The government is refusing to budge on Labour’s central demand for a permanent customs union in cross-party talks on Brexit, according to Rebecca Long-Bailey, the shadow business secretary.
In interviews broadcast on Thursday, she also warned the government’s plan to put May’s withdrawal agreement back before parliament without first reaching agreement with Labour was a “dangerous” stunt.
Long-Bailey, a key member of Labour’s negotiating team in the talks, said the issue of the customs union remained the key sticking point.
Speaking to BBC Radio 4’s Today programme, she said: “In terms of the customs union, we’ve been repeatedly pushing them on this point, and they haven’t reached the position that we would like them to get to by any stretch at the moment.”

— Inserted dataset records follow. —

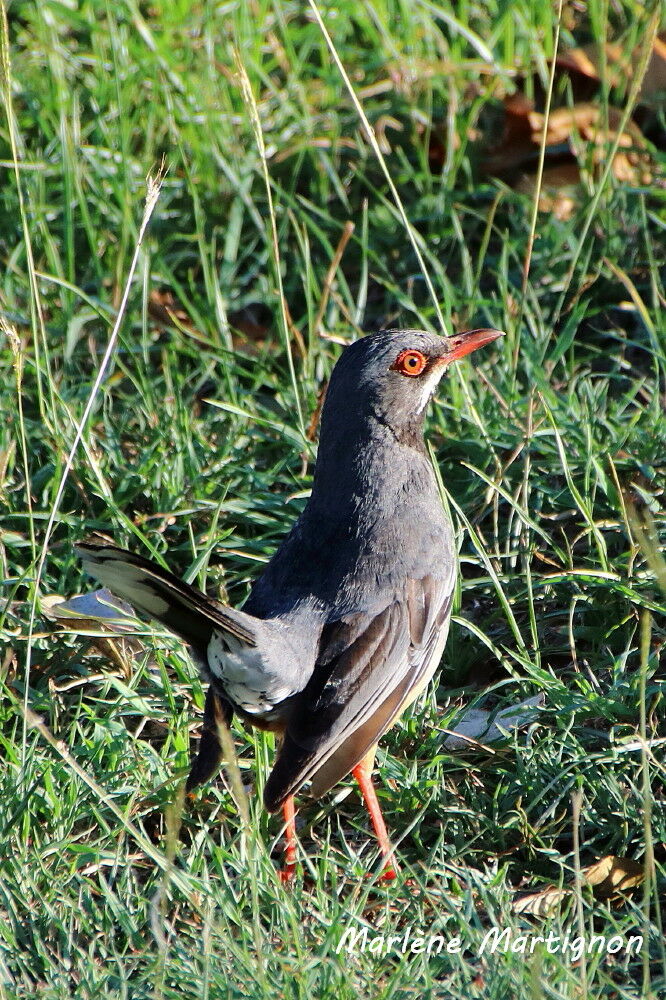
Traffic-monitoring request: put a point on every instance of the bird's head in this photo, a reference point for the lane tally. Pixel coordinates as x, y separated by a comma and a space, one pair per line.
391, 375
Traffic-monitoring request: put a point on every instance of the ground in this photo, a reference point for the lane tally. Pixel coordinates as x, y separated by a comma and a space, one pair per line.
282, 229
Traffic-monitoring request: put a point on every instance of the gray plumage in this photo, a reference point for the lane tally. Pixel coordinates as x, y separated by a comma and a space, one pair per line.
348, 620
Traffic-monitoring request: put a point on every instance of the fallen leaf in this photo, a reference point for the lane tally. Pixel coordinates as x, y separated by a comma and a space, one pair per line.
611, 877
478, 727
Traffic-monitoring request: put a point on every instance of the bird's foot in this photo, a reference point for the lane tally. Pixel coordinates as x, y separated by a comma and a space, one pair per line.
287, 873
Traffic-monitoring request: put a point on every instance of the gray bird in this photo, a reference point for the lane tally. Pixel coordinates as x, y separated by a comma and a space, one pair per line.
348, 621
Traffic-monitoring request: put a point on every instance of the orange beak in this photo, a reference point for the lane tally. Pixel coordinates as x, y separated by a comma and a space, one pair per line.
464, 343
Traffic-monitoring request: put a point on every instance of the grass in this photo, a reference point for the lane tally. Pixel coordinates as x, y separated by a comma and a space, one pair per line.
194, 452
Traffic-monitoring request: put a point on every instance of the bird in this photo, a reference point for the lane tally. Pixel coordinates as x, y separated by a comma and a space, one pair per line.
347, 622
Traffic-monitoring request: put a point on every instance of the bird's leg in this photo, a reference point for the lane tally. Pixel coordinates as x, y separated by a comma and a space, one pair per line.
287, 873
363, 774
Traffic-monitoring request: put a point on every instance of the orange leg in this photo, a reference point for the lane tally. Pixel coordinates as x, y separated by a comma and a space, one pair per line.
363, 774
288, 813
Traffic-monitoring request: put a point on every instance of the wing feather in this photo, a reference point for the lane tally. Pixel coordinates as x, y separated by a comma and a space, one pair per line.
368, 665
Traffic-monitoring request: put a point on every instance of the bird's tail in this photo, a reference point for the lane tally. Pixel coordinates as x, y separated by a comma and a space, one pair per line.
155, 592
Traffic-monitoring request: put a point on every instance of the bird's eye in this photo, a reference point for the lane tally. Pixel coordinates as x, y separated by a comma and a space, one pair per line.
410, 363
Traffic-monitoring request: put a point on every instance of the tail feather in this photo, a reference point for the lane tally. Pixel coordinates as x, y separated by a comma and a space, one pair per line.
155, 592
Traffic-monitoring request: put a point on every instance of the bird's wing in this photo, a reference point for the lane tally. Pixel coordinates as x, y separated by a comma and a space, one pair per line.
367, 668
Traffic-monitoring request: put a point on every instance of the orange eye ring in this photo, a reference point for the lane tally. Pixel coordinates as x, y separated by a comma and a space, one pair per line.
410, 362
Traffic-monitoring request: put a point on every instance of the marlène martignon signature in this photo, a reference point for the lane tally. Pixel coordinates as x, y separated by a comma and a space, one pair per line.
505, 941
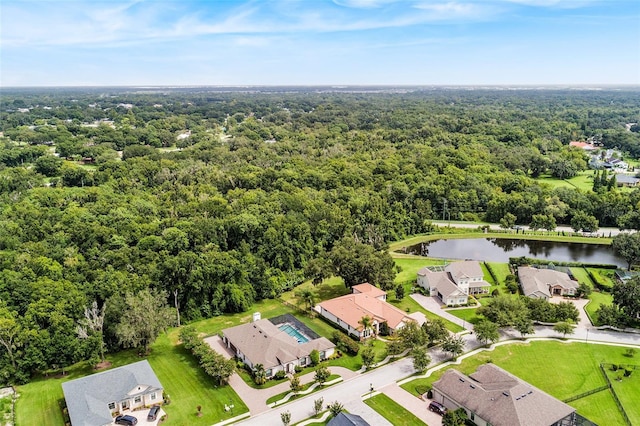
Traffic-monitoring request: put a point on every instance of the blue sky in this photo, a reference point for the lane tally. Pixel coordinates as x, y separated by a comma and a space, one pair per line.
319, 42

Asked if the government had moved at all on the issue, Long-Bailey said: “At the moment, no, they haven’t moved to the position that we need them to. And what worries us … is we also see letters from Tory MPs stating that they categorically shouldn’t support a customs union type arrangement.”
Long-Bailey was not asked whether Labour would support, or abstain on, the withdrawal agreement bill when it came back to parliament in the first week of June. And although she is considered the most pro-Brexit member of Labour’s negotiating team, she suggested the party was not ready to back it.
“It’s imperative that this is sorted out as quickly as possible,” she told BBC Breakfast. “And I think stunts and pushing things forward without consensus within parliament are very dangerous at this stage.”
She later told Today: “If it fails for a fourth time, I think people are very quickly going to start losing faith in our abilities as a parliament to be able to deal with this. So the government really needs to recognise this and very, very quickly.”
She said Labour was worried that whatever was agreed in the talks could be “ripped into pieces” by Theresa May’s successor.
Later on Thursday, May will face a showdown with members of the executive of the 1922 Committee of backbench Conservative MPs over their demand for a firm resignation date.
Before the meeting, the committee’s treasurer, Sir Geoffrey Clifton-Brown, told the Press Association: “It would be infinitely preferable if she set a date rather than us force her out. It’s better that she does it than we have a vote of confidence. What I would like to see is her set out a timetable to trigger a leadership contest.”
After May’s appearance before the committee, it will consider changes to the party’s leadership rules that currently prevent another leadership contest before December.
May’s former joint chief of staff Nick Timothy wrote in the Daily Telegraph that it was “beyond time” for her “to accept that the game is up”.
In order to avoid a “national humiliation” and save the Conservative party, Timothy said the PM must “do her duty and stand aside” rather than cling to power.